(September 17, 2015 at 7:38 pm)bennyboy Wrote:(September 17, 2015 at 7:04 am)Captain Scarlet Wrote: Mind is the faculty of consciouness ->
Conciousness is the is the state of being aware of an external objects and oneself (but it is not the state only of self-awareness, otherwise you would be conscious only of your own consciousness) ->
Awareness is gained through sense perception of the enviornment ->
The senses are self authenticating given any attempt to inavlidate them requires their validity ->
Thus as senses detect objective external reality, external objective reality is real. Existence, exists.
Everything I experience is of an objective physical world and its causality (including self-awareness, ideas, etc). The default position is that I do not need to add anything else, ie a world of make-believe where there is only mind, and a mind or minds controlling reality
I don't accept your definitions.
Mind is the arena in which experiences and ideas unfold. Consciousness means that someone is subjectively aware of the process of experience. Whether the "objects" of awareness are internal or external doesn't matter.
Nor does it even matter to the idealistic argument whether those objects ARE external to the self, since nobody here is arguing solipsism. What matters with regards to establishing a default argument is whether they represent more than I experience them as-- specifically whether they are more than ideas with particular forms. How, using your experiences, would you prove that your "objective" world is not, for example, the Mind of God, or the Matrix? One cannot. Therefore, the default position, since my interface with whatever-is-out-there is purely mental, is that whatever-is-out-there is a collection of concepts, ideas, and/or experiences.
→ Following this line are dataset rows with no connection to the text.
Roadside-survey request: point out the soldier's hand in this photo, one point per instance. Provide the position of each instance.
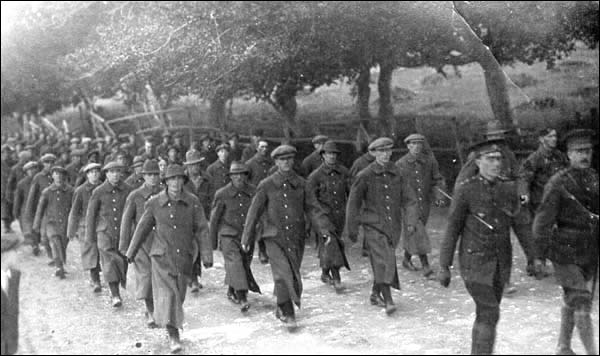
(444, 276)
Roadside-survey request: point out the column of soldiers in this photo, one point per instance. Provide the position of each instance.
(172, 211)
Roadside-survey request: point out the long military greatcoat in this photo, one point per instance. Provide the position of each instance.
(102, 227)
(422, 174)
(132, 214)
(482, 249)
(285, 200)
(90, 257)
(330, 186)
(180, 231)
(227, 220)
(378, 198)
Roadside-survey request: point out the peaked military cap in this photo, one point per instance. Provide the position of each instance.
(283, 151)
(381, 142)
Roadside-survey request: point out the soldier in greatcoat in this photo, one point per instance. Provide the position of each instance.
(421, 171)
(330, 184)
(378, 198)
(40, 181)
(134, 208)
(537, 169)
(314, 160)
(198, 185)
(90, 258)
(53, 208)
(565, 229)
(31, 168)
(285, 200)
(180, 238)
(102, 227)
(478, 217)
(227, 219)
(258, 169)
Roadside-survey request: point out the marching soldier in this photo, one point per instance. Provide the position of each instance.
(285, 200)
(421, 171)
(53, 208)
(134, 208)
(90, 258)
(258, 169)
(40, 181)
(330, 184)
(314, 160)
(227, 220)
(180, 238)
(478, 217)
(102, 225)
(198, 185)
(566, 232)
(537, 169)
(378, 198)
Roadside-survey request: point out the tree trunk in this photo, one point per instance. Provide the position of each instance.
(217, 111)
(364, 94)
(495, 82)
(386, 110)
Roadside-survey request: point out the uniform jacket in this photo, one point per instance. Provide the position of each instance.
(258, 167)
(53, 207)
(229, 209)
(104, 213)
(180, 230)
(378, 198)
(480, 248)
(537, 169)
(331, 186)
(134, 208)
(563, 228)
(422, 174)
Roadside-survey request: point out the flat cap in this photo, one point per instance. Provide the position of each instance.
(579, 139)
(193, 157)
(48, 157)
(283, 151)
(320, 139)
(414, 138)
(237, 168)
(486, 146)
(137, 161)
(88, 167)
(381, 142)
(31, 164)
(175, 170)
(113, 165)
(151, 167)
(330, 146)
(223, 146)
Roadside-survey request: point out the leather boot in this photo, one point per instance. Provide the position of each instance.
(567, 323)
(483, 339)
(390, 308)
(583, 320)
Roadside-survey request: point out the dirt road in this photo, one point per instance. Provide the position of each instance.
(65, 317)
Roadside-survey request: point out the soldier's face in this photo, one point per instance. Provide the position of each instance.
(550, 140)
(175, 184)
(580, 157)
(113, 176)
(93, 176)
(152, 179)
(285, 164)
(489, 164)
(415, 147)
(330, 157)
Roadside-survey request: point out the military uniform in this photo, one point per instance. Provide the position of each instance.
(53, 208)
(103, 222)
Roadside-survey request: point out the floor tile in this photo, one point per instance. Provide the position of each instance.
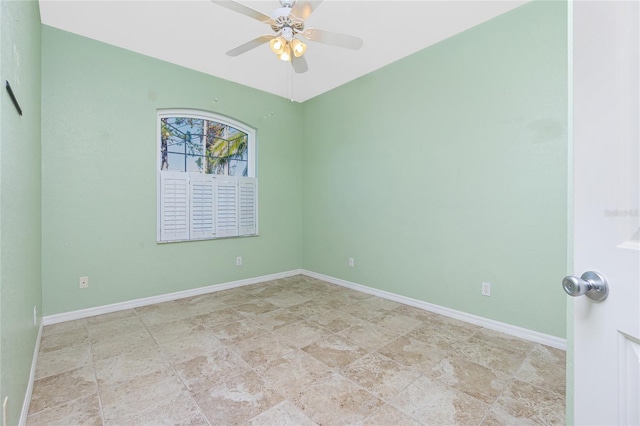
(396, 323)
(237, 331)
(504, 340)
(411, 352)
(336, 320)
(237, 399)
(500, 418)
(110, 316)
(301, 334)
(235, 297)
(380, 375)
(295, 350)
(199, 373)
(162, 312)
(263, 349)
(494, 357)
(80, 324)
(192, 345)
(127, 366)
(68, 358)
(292, 373)
(538, 371)
(221, 317)
(115, 328)
(524, 400)
(388, 415)
(287, 298)
(335, 351)
(158, 391)
(283, 414)
(435, 403)
(122, 344)
(417, 313)
(335, 400)
(276, 319)
(179, 329)
(56, 341)
(83, 411)
(203, 304)
(62, 388)
(254, 308)
(310, 308)
(368, 336)
(473, 379)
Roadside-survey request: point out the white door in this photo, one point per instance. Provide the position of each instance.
(606, 221)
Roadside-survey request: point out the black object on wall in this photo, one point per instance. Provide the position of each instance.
(13, 96)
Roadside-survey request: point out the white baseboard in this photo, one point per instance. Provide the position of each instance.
(136, 303)
(523, 333)
(32, 375)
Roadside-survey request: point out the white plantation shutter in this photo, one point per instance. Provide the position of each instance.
(226, 206)
(174, 206)
(202, 206)
(248, 197)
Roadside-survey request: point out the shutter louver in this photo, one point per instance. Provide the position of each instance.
(227, 206)
(202, 206)
(174, 207)
(248, 206)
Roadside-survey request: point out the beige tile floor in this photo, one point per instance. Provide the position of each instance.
(295, 351)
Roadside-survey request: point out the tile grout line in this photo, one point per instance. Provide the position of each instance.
(95, 373)
(172, 366)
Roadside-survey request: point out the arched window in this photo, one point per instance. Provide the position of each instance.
(207, 185)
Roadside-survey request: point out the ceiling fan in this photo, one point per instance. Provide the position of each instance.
(287, 23)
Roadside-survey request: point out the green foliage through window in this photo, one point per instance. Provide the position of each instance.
(200, 145)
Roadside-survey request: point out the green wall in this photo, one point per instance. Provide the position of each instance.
(447, 169)
(20, 201)
(99, 162)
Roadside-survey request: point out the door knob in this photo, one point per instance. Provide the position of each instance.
(591, 284)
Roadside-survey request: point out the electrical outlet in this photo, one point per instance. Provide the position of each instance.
(84, 282)
(4, 411)
(486, 289)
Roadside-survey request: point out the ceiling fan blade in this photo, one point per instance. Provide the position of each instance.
(245, 10)
(251, 44)
(335, 39)
(302, 9)
(299, 64)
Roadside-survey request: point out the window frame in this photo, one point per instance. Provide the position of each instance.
(251, 166)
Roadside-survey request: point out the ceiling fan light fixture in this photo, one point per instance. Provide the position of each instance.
(278, 45)
(286, 54)
(298, 47)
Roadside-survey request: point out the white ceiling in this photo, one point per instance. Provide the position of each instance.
(197, 33)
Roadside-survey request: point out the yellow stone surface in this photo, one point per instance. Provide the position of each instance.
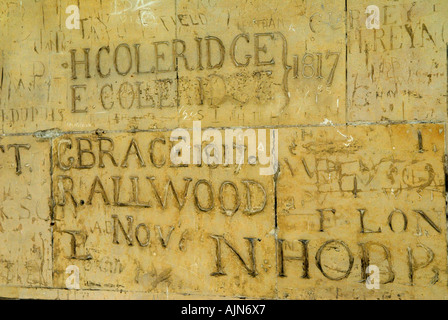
(25, 235)
(397, 72)
(126, 67)
(89, 191)
(367, 195)
(189, 228)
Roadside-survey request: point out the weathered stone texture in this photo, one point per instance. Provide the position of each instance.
(359, 116)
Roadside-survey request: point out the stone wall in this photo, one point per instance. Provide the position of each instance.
(92, 205)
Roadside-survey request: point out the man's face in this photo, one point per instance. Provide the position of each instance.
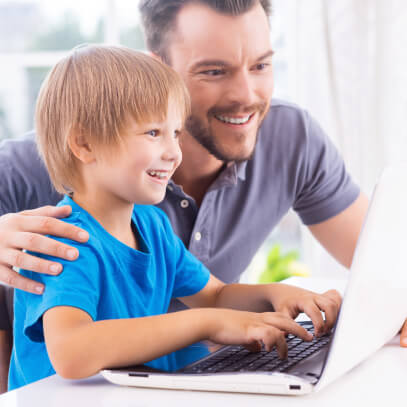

And I do not accept your definitions. My definitions are stock understanding of the terms from the English language. I am worried that you are relying too much on equivocation to model and re-model your perspective.
First, human knowledge begins with (sensory) awareness of the external world. It does not begin with awareness of one's own ideas. The reason is that ideas or states of consciousness are necessarily ideas about something, and that something is what one is aware of. One could not become aware of one's own consciousness, unless one first had some states of consciousness to be aware of; and one could not have states of consciousness, unless one first had something else that one was conscious of. Imagine a being who had the ability to create a consciousness
Second, existence has a metaphysical primacy over consciousness: that is, the external world exists prior to, and is not dependent on, our minds. This also implies that the external world has its specific characteristics (identity) prior to, and independent of, the states of our minds. And this is for the same reason: in order to have states of consciousness, there must first be things for us to become conscious of (whereas the converse is not the case), because consciousness is consciousness of things. Consciousness, again, is a faculty of becoming aware of things, not of creating or altering them.
Ergo the primacy of existence is true, the primacy of consciousness is false, our world is objectively real and it cannot be the mind of a god.
"I still say a church steeple with a lightning rod on top shows a lack of confidence"...Doug McLeod.